Files
pricing/electricity_price_predictor

Electricity Price Predictor

Standalone module for ENTSO-E ingestion and feature-store creation in quant_db.

Documentation

  • High-level architecture: docs/architecture.md
  • Detailed developer documentation (file-by-file + UML): docs/developer_guide.md

What it builds

  • Input columns:
    • day_ahead_price
    • load_forecast
    • wind_forecast
    • solar_forecast
  • Derived columns:
    • residual_load
    • lagged_price (t-1 ... t-24, stored as array length 24)
    • lagged_residual_load (t-1 ... t-24, stored as array length 24)
    • hour_of_day_sin, hour_of_day_cos
    • weekday_sin, weekday_cos
    • month_sin, month_cos

Column units (data dictionary)

All timestamps are hourly and stored in UTC (delivery_start).

  • day_ahead_price
    • Unit: EUR/MWh (euros per megawatt-hour).
  • load_forecast
    • Unit: MW (megawatts).
  • wind_forecast
    • Unit: MW (megawatts).
  • solar_forecast
    • Unit: MW (megawatts).
  • residual_load = load_forecast - wind_forecast - solar_forecast
    • Unit: MW (megawatts).
  • lagged_price (array of 24 values for t-1..t-24)
    • Unit: EUR/MWh.
  • lagged_residual_load (array of 24 values for t-1..t-24)
    • Unit: MW.
  • hour_of_day_sin, hour_of_day_cos
    • Unit: dimensionless in [-1, 1].
  • weekday_sin, weekday_cos
    • Unit: dimensionless in [-1, 1].
  • month_sin, month_cos
    • Unit: dimensionless in [-1, 1].

Missing-data semantics

The pipeline intentionally distinguishes missing from measured zero:

  • Forecast columns (load_forecast, wind_forecast, solar_forecast) remain NaN when ENTSO-E has no value.
  • residual_load is computed directly from source columns and remains NaN when any source component is missing.
  • Feature engineering drops rows only for lag warmup requirements (day_ahead_price and lagged_price_1..24), not for every nullable forecast column.
  • During DB persistence to electricity_price_features, rows with nulls in NOT NULL core columns are skipped (to satisfy schema constraints) while still being available in the returned in-memory DataFrame.

Data contracts

In-memory contract (run_feature_pipeline(...) return value)

  • Index:
    • Type: timezone-aware DatetimeIndex
    • Granularity: hourly
    • Timezone: UTC
    • Uniqueness: unique timestamps expected
  • Columns:
    • Base signals: day_ahead_price, load_forecast, wind_forecast, solar_forecast
    • Derived: residual_load
    • Lag vectors (expanded): lagged_price_1..24, lagged_residual_load_1..24
    • Cyclical: hour_of_day_sin, hour_of_day_cos, weekday_sin, weekday_cos, month_sin, month_cos
  • Nullability:
    • day_ahead_price: required for returned rows.
    • lagged_price_1..24: required for returned rows.
    • load_forecast, wind_forecast, solar_forecast, residual_load, and lagged_residual_load_*: nullable (NaN allowed).

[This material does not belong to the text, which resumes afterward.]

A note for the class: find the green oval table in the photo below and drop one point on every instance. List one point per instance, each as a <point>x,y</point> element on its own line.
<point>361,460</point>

Persistence contract (electricity_price_features)

  • Persisted row key:
    • (country_code, delivery_start, feature_version)
  • NOT NULL core columns in schema:
    • day_ahead_price, load_forecast, wind_forecast, solar_forecast, residual_load
    • lagged_price, lagged_residual_load
    • cyclical columns (hour_of_day_*, weekday_*, month_*)
  • Write behavior:
    • The persistence layer filters out non-conforming rows (nulls in NOT NULL core columns) before UPSERT.
    • Persisted lag arrays are fixed length 24 and map to t-1..t-24.

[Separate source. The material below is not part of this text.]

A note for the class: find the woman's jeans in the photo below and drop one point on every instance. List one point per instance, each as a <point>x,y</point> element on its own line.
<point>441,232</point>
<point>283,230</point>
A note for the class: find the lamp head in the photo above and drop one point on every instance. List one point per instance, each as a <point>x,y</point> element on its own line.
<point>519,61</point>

Raw observations contract (electricity_market_observations)

  • Indexing/key semantics:
    • one row per (country_code, delivery_start)
  • Update semantics:
    • partial refreshes do not overwrite existing non-null values with nulls (COALESCE merge policy)

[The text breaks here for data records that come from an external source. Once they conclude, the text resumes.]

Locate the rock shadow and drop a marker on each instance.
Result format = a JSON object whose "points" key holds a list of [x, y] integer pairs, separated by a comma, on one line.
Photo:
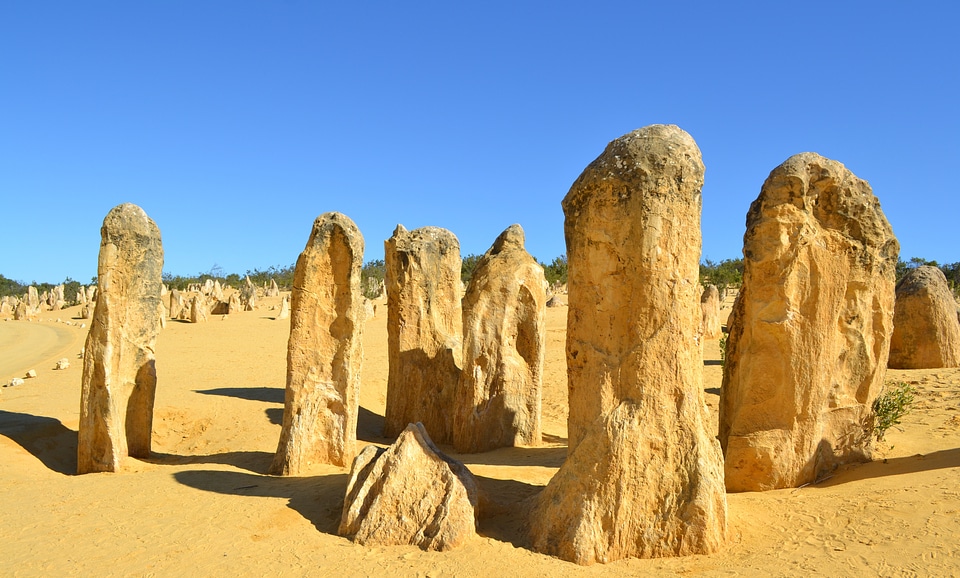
{"points": [[54, 444], [275, 415], [319, 499], [942, 459], [370, 427], [264, 394], [257, 462], [504, 508], [542, 456]]}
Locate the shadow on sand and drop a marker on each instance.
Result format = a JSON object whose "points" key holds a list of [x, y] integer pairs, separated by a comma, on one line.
{"points": [[256, 462], [938, 460], [46, 438], [504, 506], [264, 394], [319, 499]]}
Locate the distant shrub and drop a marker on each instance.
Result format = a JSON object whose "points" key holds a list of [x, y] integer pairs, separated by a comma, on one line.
{"points": [[890, 406], [556, 271]]}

Country-code and API behavior notes

  • Use ENTSO-E bidding-zone identifiers (for example DE_LU rather than DE) when querying across all endpoints.
  • The pipeline includes a bidding-zone resolver for common country aliases:
    • DE -> DE_LU
    • IT -> IT_NORD
  • Persistence uses the resolved bidding-zone code so DB keys match the queried market zone.
  • Some ENTSO-E endpoints may return no matches for specific windows/countries. These are handled as empty hourly frames for that endpoint rather than hard-failing the whole fetch.
  • Wind/solar responses can include duplicate semantic columns after normalization; the service coalesces duplicates by taking the first non-null value per timestamp.

Database objects

sql/001_electricity_price_schema.sql creates:

  • entsoe_api_cache: generic decorator cache table (pickled payloads, TTL support)
  • electricity_market_observations: raw hourly ENTSO-E observations
  • electricity_price_features: model-ready feature store

Setup

cd electricity_price_predictor
python -m venv .venv
source .venv/bin/activate
pip install -r requirements.txt

Set env vars:

export ENTSOE_API_KEY="your_entsoe_key"
export QUANT_DB_HOST="localhost"
export QUANT_DB_PORT="5432"
export QUANT_DB_NAME="quant_db"
export QUANT_DB_USER="quant_user"
export QUANT_DB_PASSWORD="strong_password"

Initialize schema

PYTHONPATH=src python scripts/init_db.py

Build feature store

PYTHONPATH=src python scripts/build_feature_store.py \
  --country-code DE_LU \
  --start 2026-01-01T00:00:00Z \
  --end 2026-02-01T00:00:00Z \
  --cache-ttl-hours 24

Decorator caching behavior

The cache_to_db decorator:

  • hashes function name + arguments into deterministic cache_key
  • checks entsoe_api_cache first
  • returns cached payload if key exists and not expired
  • otherwise uses electricity_market_observations as secondary cache at timestamp level
  • only calls ENTSO-E for missing hourly intervals, then upserts those rows
  • stores final returned object in entsoe_api_cache

This gives a two-layer cache:

  1. fast function-result cache (entsoe_api_cache) and
  2. canonical timestamp cache (electricity_market_observations).